Kendimi yokluyorum, bir şeyim yok gibi. Güçlükle şimdi üstte kalan ön kapı camından dışarı atıyorum kendimi. Bana gözlerini diken kadının elini tuttuğu çocuğuyla birlikte uzaklaştığını görünce seviniyorum. Onun yüzünden yapmıştım kazayı oysa. Sinirlenip, kızmam, bağırmam gerekirken onlara bir zarar vermediğim için şanslı olduğumu düşünüyordum sadece. Onlarca kişi doluyor arabamın etrafına. Büyük bir uğultu var şimdi. Her kafadan bir ses çıkıyor, kimisi yaklaşmayın, yakıt deposu sızıdırıyor derken kimileri bir şey yok diyerek içime su serpmeye çalışıyorlar. Sonunda el birliğiyle iterek arabayı dört tekerleği üzerindeki normal konumuna getiriyoruz. 

Hemen arabama oturup kontak anahtarını çeviriyorum. Tahmin ettiğim gibi çalışıyor. Yan taraftaki hasara bakmak için aşağı iniyorum yeniden. Küçük sıyrıklar beklerken görüntü şok ediyor beni. Onca vuruk, çiziğe sadece kendi ağırlığı yetmiş demek ki. Etrafımı saran tekinsiz kalabalığı düşünüp trafik polisi bulmak ve tutanak tutturmak için orada fazla kalmak istemiyorum. İsterse kasko ödemesin. Tek arzum o insanlardan bir an önce uzaklaşmak. Son anda hasarlı kısmın fotoğrafını çekmek için cep telefonumu doğrulttuğumda arabanın içinin dolduğunu görüyorum.

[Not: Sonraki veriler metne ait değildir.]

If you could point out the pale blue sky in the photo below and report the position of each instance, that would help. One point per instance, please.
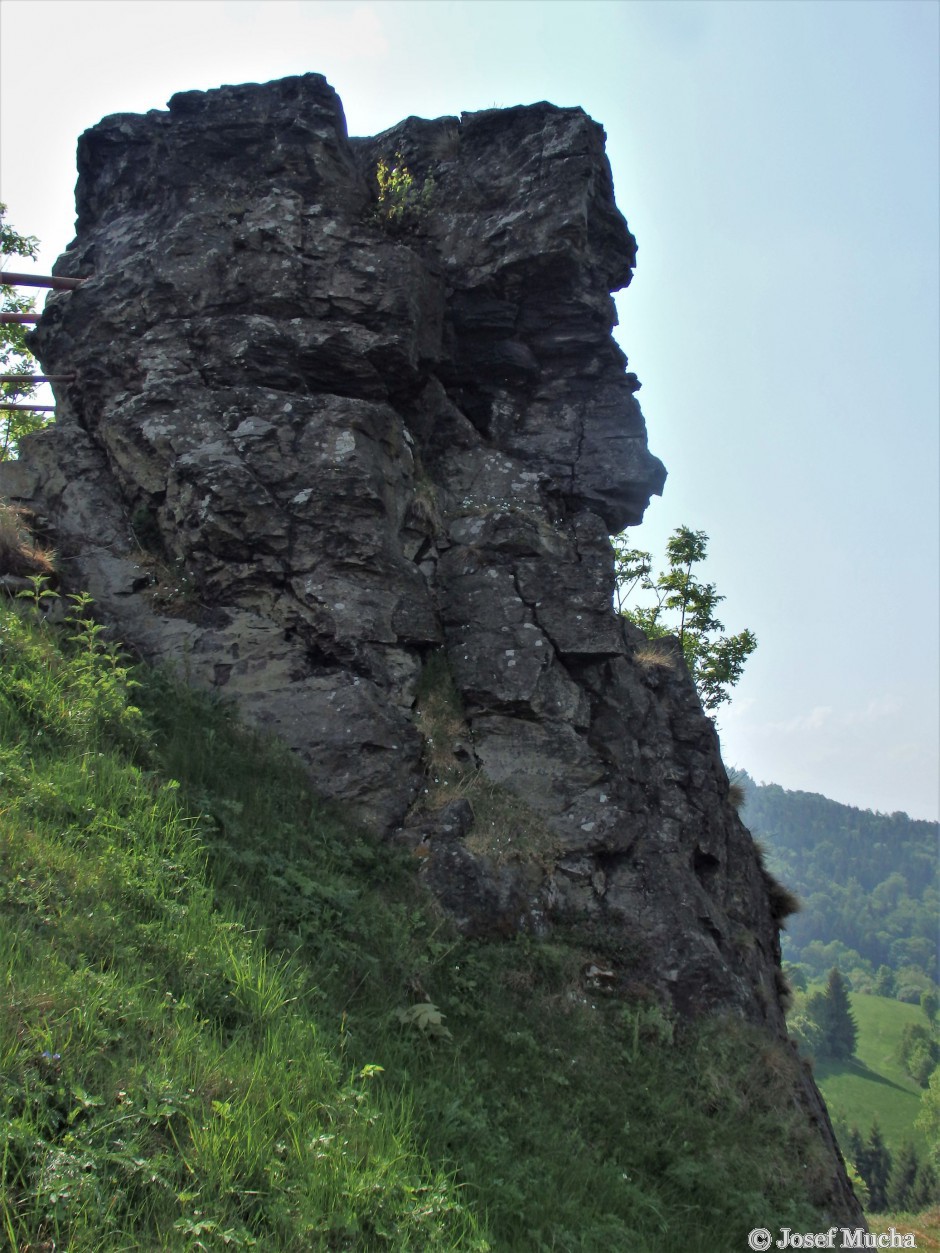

Kapıyı açıp önce yerime oturanın kolundan aşağı çekip sürükleyince cesaretim korkuya dönüşüyor. O kadar kişi bir olup pestilimi çıkarabilirler oysa. Sonra birer ikişer arabadan iniyorlar. Sadece yanımdaki koltuğu işgal eden iri yarı bir adam kılını bile kıpırdatmıyor. Arabadan inip arkadan dolaşarak diğer kapıya yöneliyorum. Kapıyı açtığımda adamın yerinde olmadığını görüyorum. İçeri dikkatle bakıyor, gözlerime inanamıyorum. Koca ön konsol yerinde yok. Adam nasıl becerdiyse konsolu da kendisiyle birlikte yok etmiş. Korkmaya başlıyorum. Ne kadar az zararla bu diyardan kendimi kurtarabilrsem o kadar kar etmiş olacağım. Kapıyı kapatıp sürücü koltuğuna atıyorum kendimi. Araba kazadan sonra ters döndüğü için ters yönde gittiğimi geç fark ediyorum. Bir çıkış yolu olmalı buralardan. Sağ yan taraftan gelen bir gıcırtı sesi kulağımı tırmalıyor. Ortalıkta kimsenin bulunduğu bir sokakta sağa yanaşıp iniyorum arabadan. Bir şey yok görünürde. Lastikler de sağlam. Yönümü bulmak için arabayı bırakıp sağa sola bakınmaya başlıyorum. Geriye döndüğümde arabam ın yerinde olmadığını görüyorum. Acaba doğru yere mi bakıyordum. Sokaklar arasında bir aşağı, bir yukarı koşturuyordum. Tam sokak başına geldiğimde aşağıdaki sokakta arabamın arka kısmını gördüğümde dünyalar benim oluyor. Koşarak gidiyorum. Yanına vardığımda bunun bir yanılsama olduğunu anlıyorum. Bu durum defalarca tekrarlanıyor, uzaktan arabamı görüyor, yanına gidince onu kaybediyorum. Çıldırmak üzereyken uzandığım kanapede gözlerim aralanıyor ve hemen balkona doğru koşuyorum. Şükürler olsun ki arabam dün gece bıraktığım yerde duruyor. Ne kadar sevindiğimi tahmin edemezsiniz.